2D visualizations of AAE and GraphAF generated molecules.

Fig. 6.
figure 6

Comparison of AAE and GraphAF molecules distributions.

Table 8 shows our proposed hierarchical distance values for every pair of sets of molecules. From the results, we can separate the molecules in two clusters. The first one contains molecules generated by GraphAF and GCPN, showing relative small distance between them and high distances to the other groups. The second cluster is formed by the other molecules, with high similarity among them and high distances to the first cluster. The results of Table 8 are in consonance with the ones from Table 7, except that diversity values are constrained between 0 and 1. The hierarchical distance varies according to the DAG sizes and the dissonance between the sets of molecules. Also, in accordance to what we can see in Figs. 3, 4, 5 and 6, Table 8 shows small hierarchical distance differences between the groups of molecules generated by ORGAN and VAE, and high differences between the groups of molecules generated by AAE and GraphAF.
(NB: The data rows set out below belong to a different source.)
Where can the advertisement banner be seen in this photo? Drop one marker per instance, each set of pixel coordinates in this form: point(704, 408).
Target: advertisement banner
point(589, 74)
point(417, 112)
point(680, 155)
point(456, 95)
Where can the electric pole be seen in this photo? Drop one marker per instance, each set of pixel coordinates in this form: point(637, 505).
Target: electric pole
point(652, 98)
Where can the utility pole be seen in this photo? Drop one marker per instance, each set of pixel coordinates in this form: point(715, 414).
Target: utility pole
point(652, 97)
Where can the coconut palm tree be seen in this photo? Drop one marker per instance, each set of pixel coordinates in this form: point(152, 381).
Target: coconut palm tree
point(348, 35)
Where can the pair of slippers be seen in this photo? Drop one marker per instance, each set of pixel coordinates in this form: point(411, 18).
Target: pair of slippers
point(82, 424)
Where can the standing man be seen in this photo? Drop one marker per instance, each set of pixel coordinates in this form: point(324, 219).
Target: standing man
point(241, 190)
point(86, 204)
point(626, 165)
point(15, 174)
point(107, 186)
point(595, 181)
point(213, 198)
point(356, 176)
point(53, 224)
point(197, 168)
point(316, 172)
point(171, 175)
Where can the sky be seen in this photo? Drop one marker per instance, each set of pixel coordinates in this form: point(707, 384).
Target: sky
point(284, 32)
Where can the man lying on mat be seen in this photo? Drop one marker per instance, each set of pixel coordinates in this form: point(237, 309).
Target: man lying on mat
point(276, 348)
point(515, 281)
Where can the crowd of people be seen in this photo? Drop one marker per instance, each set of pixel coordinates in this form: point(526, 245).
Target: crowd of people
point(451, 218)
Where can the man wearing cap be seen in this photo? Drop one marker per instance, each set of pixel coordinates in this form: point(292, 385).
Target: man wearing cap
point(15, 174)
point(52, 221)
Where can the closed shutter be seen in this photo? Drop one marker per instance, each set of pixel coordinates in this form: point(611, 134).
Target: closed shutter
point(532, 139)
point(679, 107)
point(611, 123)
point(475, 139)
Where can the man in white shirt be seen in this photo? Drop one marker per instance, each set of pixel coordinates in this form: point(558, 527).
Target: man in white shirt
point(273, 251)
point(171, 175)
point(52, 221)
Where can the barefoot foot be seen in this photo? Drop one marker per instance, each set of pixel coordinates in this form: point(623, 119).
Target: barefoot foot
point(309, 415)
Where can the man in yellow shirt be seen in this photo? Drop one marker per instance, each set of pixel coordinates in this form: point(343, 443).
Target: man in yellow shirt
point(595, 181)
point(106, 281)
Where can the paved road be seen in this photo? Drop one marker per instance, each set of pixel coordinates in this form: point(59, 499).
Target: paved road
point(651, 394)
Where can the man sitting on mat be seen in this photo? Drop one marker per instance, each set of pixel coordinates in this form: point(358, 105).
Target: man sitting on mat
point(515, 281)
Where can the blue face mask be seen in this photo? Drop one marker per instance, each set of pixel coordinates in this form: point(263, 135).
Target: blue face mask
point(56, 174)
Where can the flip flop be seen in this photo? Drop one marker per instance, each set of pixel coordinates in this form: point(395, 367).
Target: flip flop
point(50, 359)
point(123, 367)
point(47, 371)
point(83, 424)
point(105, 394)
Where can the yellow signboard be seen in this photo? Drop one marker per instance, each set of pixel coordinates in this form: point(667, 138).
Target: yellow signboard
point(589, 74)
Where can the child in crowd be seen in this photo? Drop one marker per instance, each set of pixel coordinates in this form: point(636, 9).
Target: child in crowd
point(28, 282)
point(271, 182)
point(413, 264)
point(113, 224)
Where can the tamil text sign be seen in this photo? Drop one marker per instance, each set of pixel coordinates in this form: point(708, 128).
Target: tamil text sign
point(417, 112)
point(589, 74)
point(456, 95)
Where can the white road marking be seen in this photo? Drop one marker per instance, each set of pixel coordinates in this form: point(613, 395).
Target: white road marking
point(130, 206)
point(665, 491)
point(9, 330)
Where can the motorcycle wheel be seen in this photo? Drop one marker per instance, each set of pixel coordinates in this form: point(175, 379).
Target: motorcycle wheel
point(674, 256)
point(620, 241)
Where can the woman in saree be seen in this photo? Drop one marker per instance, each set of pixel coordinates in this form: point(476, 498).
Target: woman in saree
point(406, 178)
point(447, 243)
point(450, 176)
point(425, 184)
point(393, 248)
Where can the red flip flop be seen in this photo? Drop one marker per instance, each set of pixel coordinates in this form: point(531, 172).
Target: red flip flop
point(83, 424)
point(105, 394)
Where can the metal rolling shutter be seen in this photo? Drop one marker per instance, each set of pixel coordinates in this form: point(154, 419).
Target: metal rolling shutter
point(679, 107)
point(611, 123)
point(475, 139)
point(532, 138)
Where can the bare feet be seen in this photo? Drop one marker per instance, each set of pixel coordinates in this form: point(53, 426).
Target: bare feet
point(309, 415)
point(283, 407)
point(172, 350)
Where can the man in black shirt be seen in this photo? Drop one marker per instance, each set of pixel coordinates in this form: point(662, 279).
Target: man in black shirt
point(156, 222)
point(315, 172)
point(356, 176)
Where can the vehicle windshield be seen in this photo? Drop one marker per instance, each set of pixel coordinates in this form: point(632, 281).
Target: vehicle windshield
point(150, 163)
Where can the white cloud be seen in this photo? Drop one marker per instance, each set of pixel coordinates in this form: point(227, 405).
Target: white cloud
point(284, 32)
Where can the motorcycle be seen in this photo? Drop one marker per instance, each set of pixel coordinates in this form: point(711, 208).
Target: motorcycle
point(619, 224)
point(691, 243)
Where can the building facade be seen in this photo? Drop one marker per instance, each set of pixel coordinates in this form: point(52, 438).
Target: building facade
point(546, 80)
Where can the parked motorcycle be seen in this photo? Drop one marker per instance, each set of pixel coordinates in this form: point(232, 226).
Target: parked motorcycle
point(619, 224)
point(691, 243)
Table 8. Hierarchical distance between the molecules sets.

5 Conclusions and Future Works

In this paper we presented a study on Constructive Machine Learning applied to de novo drug-like molecules design. We generated molecules using six different methods from the GT4SD toolkit, and compared them with internal and external diversity measures. We proposed to use a hierarchical multi-label classifier to classify the molecules into classes of a known taxonomy, and compared groups of molecules based on their classification. For this comparison, we proposed a new hierarchical diversity measure that showed to be consistent in comparing groups of molecules based on their taxonomy information.

The ChEBI dataset was used to train a hierarchical multi-label classifier, since it contains taxonomy information from a variety of molecules, and is much smaller than other databases. Our proposal can be used to expand the ChEBI dataset by classifying new molecules in its taxonomy. It also can be used in drug discovery, classifying the generated molecules to narrow down the number of candidates, and selecting the molecules with specific chemical characteristics.

Once we classified groups of molecules into taxonomies, our proposed hierarchical distance obtained results similar to those from external diversity, but in a fraction of the time. External diversity has a limited range between 0 and 1, whereas our hierarchical distance can vary based on the size and diversity of the compared groups. The experiments showed that the hierarchical distance is more meaningful when calculated for similar sized groups of molecules.

As future works, the hierarchical distance could be extended to other contexts, to compare groups of different molecules that can be classified into a taxonomy. Also, we intend to investigate how the selected molecules can be used to fine tune their generators, in order to create a specific domain generation model.